How pool testing can ease the pain for Uganda’s cash-constricted sporting entities in Covid-19 era

Author: Robert Madoi is a sports journalist and analyst. PHOTO/FILE/NMG.

What you need to know:

  • While it is a stretch to say that respective sports federations have fled chaotically from the green light, they have in fact not sufficiently worked out a model on how to beat a formidable challenge.

After being given the green light to resume activities, most Ugandan sporting disciplines remain in a state of flux. It’s obviously no great puzzle to work out why this is. Money. Or, more accurately, the lack of it. 

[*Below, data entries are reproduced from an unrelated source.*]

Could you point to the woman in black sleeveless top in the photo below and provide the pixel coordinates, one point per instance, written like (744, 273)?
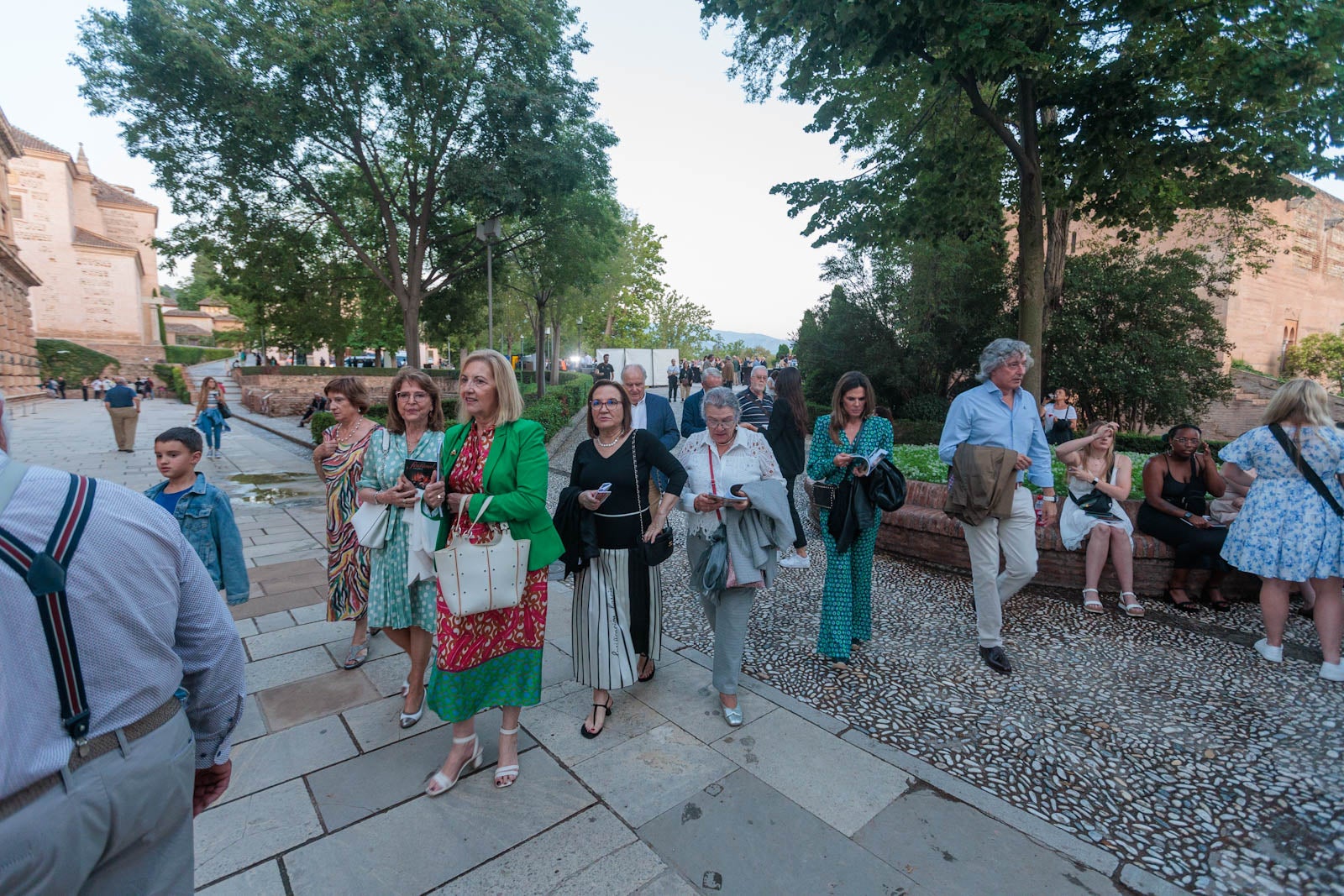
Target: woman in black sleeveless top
(1173, 511)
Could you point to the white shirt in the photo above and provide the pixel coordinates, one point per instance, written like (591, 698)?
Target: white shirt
(748, 459)
(145, 616)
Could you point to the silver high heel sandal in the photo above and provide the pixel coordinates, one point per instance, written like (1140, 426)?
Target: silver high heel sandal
(503, 772)
(441, 783)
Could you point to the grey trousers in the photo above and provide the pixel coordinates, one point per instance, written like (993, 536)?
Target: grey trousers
(118, 825)
(727, 613)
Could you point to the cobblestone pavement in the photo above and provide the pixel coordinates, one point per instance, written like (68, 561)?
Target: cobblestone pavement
(1121, 755)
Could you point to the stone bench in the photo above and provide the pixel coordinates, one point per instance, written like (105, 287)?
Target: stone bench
(921, 532)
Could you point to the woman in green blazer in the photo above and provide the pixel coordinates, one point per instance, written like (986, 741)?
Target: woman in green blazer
(491, 658)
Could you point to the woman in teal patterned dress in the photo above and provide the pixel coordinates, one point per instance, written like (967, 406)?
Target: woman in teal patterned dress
(839, 443)
(405, 610)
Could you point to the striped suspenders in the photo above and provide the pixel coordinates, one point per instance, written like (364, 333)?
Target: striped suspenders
(45, 574)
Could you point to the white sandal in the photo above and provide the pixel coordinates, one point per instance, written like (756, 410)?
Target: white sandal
(503, 772)
(441, 783)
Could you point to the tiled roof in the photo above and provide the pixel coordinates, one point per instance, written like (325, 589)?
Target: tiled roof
(107, 192)
(98, 241)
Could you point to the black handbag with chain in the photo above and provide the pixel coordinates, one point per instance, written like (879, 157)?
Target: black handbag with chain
(659, 550)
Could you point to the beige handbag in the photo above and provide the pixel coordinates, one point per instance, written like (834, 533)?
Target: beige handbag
(479, 578)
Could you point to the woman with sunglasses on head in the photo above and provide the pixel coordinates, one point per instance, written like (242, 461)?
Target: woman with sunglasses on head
(405, 610)
(617, 595)
(1175, 510)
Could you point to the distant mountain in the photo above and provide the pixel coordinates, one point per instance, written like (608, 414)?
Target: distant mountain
(750, 338)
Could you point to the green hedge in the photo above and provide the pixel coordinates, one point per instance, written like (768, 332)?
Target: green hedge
(172, 378)
(195, 354)
(74, 362)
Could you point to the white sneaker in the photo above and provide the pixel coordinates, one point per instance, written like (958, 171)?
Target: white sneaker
(1273, 654)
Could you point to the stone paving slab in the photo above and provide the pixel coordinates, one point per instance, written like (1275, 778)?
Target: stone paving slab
(945, 844)
(429, 841)
(743, 837)
(244, 832)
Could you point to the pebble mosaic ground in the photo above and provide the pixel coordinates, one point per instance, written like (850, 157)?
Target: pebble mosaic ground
(1166, 741)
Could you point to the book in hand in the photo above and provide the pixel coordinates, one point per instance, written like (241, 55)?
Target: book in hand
(420, 473)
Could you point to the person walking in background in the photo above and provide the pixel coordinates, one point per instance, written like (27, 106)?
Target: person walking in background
(1059, 418)
(124, 409)
(840, 443)
(692, 412)
(102, 802)
(757, 402)
(210, 419)
(732, 459)
(340, 464)
(1175, 512)
(1099, 481)
(617, 595)
(1289, 528)
(1001, 414)
(402, 600)
(494, 472)
(786, 434)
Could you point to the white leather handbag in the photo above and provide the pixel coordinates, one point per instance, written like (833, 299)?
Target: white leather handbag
(479, 578)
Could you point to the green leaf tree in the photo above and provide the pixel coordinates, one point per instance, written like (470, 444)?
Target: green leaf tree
(396, 123)
(1126, 113)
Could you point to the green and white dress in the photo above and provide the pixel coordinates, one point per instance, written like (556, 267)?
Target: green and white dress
(391, 602)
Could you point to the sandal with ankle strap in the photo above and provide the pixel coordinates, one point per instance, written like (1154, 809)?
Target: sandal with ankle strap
(503, 772)
(441, 783)
(1095, 604)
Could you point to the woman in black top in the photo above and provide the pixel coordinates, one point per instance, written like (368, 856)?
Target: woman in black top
(1173, 511)
(785, 434)
(617, 597)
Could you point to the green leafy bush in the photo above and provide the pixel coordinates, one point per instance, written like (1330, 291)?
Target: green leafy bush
(74, 362)
(195, 354)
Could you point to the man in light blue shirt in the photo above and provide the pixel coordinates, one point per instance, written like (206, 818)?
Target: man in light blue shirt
(1001, 414)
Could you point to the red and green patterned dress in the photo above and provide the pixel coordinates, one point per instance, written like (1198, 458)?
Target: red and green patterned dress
(491, 658)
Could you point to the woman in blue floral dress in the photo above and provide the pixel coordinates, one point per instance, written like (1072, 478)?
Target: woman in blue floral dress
(1287, 531)
(840, 439)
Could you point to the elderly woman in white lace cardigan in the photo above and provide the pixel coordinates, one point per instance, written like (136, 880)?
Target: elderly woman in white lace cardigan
(738, 523)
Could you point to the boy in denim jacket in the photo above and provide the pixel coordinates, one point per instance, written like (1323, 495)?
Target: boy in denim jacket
(202, 511)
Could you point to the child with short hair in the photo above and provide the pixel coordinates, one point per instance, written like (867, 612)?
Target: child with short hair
(202, 511)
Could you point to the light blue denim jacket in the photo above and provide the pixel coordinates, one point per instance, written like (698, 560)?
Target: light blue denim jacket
(207, 520)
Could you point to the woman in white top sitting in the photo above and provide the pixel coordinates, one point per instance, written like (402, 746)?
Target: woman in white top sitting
(717, 459)
(1095, 469)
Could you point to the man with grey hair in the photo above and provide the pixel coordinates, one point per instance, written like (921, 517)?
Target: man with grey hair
(1001, 414)
(692, 411)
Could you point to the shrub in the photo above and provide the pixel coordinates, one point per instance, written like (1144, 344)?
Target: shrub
(74, 362)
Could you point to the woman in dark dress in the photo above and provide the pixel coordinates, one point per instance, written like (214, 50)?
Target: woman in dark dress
(1175, 508)
(786, 432)
(617, 597)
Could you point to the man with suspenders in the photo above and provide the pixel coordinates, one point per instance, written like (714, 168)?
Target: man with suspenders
(101, 770)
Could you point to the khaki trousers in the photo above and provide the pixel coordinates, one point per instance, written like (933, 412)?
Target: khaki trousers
(124, 421)
(1015, 537)
(121, 824)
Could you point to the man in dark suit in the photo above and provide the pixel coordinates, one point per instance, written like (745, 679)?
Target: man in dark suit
(648, 411)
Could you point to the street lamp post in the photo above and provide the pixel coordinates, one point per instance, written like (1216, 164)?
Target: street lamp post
(488, 231)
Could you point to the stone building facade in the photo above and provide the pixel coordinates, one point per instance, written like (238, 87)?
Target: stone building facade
(91, 244)
(19, 372)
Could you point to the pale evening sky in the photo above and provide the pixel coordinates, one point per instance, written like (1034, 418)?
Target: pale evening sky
(696, 159)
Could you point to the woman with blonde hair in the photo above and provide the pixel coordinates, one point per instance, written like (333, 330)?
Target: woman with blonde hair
(1099, 481)
(1289, 530)
(401, 598)
(210, 419)
(494, 472)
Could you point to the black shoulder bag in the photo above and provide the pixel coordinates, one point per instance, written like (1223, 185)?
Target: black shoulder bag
(1304, 468)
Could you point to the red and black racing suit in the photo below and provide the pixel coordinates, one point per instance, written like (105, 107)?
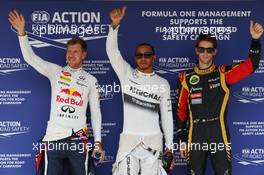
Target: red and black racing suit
(202, 98)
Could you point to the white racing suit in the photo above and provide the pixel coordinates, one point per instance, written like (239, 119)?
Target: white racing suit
(144, 97)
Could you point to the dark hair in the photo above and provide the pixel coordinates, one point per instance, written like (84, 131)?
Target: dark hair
(206, 37)
(78, 41)
(146, 44)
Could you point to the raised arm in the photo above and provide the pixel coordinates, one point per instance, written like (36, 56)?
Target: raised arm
(118, 63)
(46, 68)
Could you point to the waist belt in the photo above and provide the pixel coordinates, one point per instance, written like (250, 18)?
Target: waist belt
(205, 120)
(81, 134)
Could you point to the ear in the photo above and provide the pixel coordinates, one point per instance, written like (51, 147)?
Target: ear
(154, 58)
(196, 52)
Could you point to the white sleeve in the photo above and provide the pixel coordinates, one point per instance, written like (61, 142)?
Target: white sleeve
(118, 63)
(166, 115)
(44, 67)
(94, 103)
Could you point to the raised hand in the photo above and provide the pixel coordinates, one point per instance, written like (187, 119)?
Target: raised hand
(117, 15)
(17, 21)
(256, 30)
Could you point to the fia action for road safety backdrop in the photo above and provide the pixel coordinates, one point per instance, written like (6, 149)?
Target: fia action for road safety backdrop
(171, 27)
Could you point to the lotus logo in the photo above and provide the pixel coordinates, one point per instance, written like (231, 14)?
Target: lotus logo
(40, 17)
(68, 109)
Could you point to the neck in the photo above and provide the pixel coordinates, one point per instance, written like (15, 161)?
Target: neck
(76, 67)
(205, 66)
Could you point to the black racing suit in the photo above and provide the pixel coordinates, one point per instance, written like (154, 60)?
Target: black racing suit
(202, 99)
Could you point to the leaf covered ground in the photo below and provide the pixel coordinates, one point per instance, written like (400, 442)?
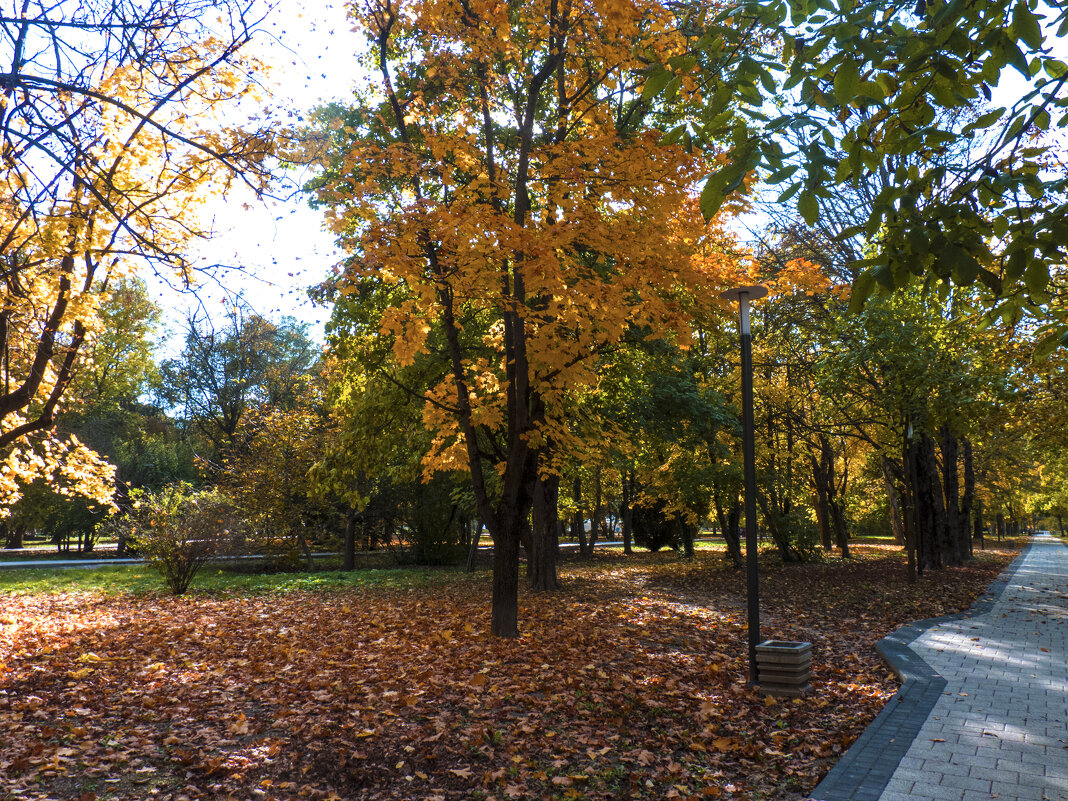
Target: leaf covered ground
(630, 684)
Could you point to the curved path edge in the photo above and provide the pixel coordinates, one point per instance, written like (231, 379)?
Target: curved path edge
(865, 769)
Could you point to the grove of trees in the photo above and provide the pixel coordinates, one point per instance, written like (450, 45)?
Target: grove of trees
(538, 204)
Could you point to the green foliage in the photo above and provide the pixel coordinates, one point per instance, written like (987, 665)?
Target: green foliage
(178, 531)
(819, 96)
(226, 370)
(656, 530)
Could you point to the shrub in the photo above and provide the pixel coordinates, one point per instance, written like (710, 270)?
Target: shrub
(178, 531)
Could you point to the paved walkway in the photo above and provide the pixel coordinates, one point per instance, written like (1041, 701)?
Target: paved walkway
(984, 709)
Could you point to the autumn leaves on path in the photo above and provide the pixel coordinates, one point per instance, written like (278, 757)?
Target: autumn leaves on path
(629, 684)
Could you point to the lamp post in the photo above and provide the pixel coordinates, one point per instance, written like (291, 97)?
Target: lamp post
(743, 295)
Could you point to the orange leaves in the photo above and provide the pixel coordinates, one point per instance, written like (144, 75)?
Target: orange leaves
(610, 690)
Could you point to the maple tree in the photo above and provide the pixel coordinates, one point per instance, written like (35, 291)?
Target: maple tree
(504, 175)
(111, 142)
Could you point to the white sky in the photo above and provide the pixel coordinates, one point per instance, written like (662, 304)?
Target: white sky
(280, 246)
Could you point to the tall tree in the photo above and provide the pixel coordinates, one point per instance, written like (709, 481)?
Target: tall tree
(110, 143)
(505, 173)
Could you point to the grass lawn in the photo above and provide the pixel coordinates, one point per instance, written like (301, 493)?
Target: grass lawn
(630, 682)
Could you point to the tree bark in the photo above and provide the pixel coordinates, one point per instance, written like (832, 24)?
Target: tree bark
(504, 606)
(728, 525)
(579, 518)
(893, 500)
(348, 560)
(914, 531)
(955, 528)
(473, 546)
(968, 500)
(597, 518)
(545, 536)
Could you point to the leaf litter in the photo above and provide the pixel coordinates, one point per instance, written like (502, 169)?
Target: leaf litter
(630, 684)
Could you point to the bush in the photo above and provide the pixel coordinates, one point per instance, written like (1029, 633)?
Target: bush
(655, 530)
(178, 531)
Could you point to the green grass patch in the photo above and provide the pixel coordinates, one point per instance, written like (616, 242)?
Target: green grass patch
(142, 580)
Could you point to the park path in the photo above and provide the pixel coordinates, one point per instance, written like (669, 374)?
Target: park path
(984, 709)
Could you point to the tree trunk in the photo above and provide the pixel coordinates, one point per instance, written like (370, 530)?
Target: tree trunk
(473, 546)
(505, 601)
(728, 525)
(596, 519)
(915, 530)
(579, 519)
(822, 515)
(834, 511)
(893, 500)
(348, 558)
(14, 535)
(545, 543)
(968, 500)
(940, 533)
(687, 535)
(955, 531)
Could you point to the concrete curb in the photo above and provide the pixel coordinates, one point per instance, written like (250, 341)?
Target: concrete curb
(864, 771)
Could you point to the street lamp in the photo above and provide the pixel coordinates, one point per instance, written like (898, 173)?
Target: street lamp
(743, 295)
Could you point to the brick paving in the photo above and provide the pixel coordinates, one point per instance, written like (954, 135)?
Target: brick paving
(984, 709)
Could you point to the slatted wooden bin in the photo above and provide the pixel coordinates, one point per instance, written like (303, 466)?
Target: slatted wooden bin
(784, 668)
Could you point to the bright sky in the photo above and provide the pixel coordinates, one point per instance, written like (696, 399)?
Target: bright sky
(280, 246)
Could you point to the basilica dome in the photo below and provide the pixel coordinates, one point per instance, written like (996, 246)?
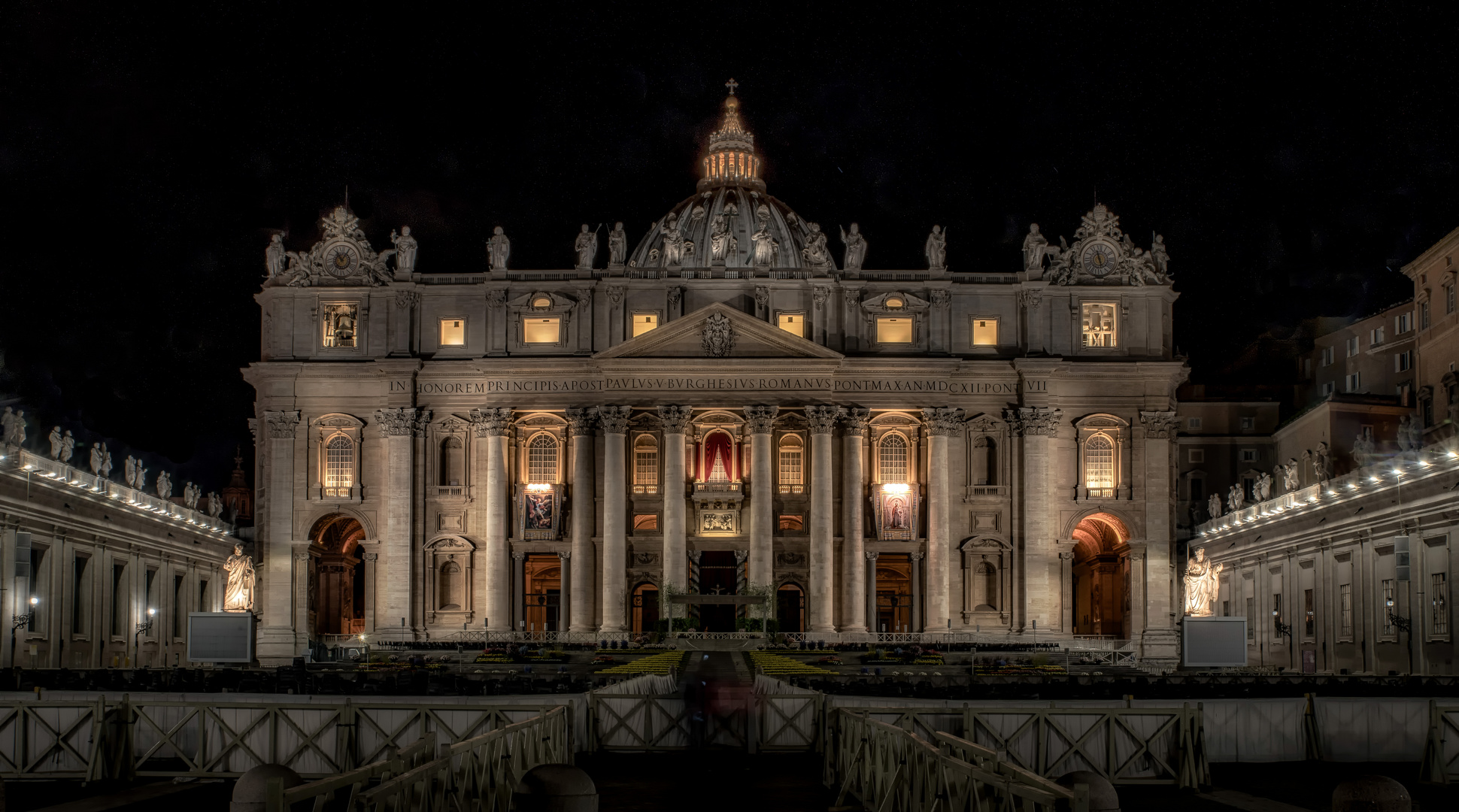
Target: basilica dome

While it is a stretch to say that respective sports federations have fled chaotically from the green light, they have in fact not sufficiently worked out a model on how to beat a formidable challenge.

The pandemic has left Ugandan sport sinking deeper into the mire. How the story unfolds will depend on not much the money as ingenuity of those at the helm. Fufa has for instance offered to remove a millstone that is lodged round the neck of clubs expected to contest the Big League playoffs. 

The local football governing body has offered to do most of the heavy lifting when the second tier clubs carry out the mandatory polymerase chain reaction (PCR) tests.

While the Shs 100m promised will go a long way in removing present obstacles, many crucial questions still remain about the future. Ugandan club football’s creaking pyramid remains threatened. The practicalities of Fufa picking up the tab on a regular basis remain open to dispute. So in a sense Fufa’s actions – as well meaning as they are – merely only serve to postpone the inevitable. The pyramid will crumple under the impact of events.

The offer of a shortcut has never been a worthy custodian of sustained success. A lasting solution should as such be the preoccupation of officials running the rule over Ugandan sport. Since the pathogen that causes Covid-19 cannot be wished away, officials should strive to steer a middle course between regular testing of athletes and affordability. 

Because there is nothing substantial on the table challenging the way Ugandan sport’s return and its limit is being perceived, allow your columnist to propose something novel. What if sporting entities were unburdened by subscribing to batch testing?

Here’s how batch testing works: samples of several people are combined in a solitary tube. Molecular biology methods are then put to great use, with patients getting a clean bill of health once results from the pool test are negative. 

If, however, the results from the pool are positive, each patient sample is tested individually. This approach has become a thread that runs throughout the Rwandan response to the pandemic. It matters enormously in the developing world where attempts to beat off poverty have been immensely protracted and usually fruitless.

Batch testing would have such rich resonance for cash-strapped sporting entities in Uganda (of which many abound). Instead of a 23-strong squad shelling out Shs5,531,500 on a single round of PCR tests, it would part with only Shs240,500 in the event that the pool test turns up negative. 

The beauty about such an approach is that it will compel clubs to sensitise their players about the implications of fouling things up. Any recklessness that shows itself true in not being pandemic-conscious could see a Shs240,500 swell more than 20 fold.

So rather than convulse in the throes of a prohibitively high testing bill, sporting entities should float the idea of pool testing to officials stewarding Uganda’s response to the pandemic. 

The win-win outcome that pool testing teases out is too captivating to pass up. It certainly puts in the shade the airy promises that different federations keep shoving down the throats of athletes entrusted to their care.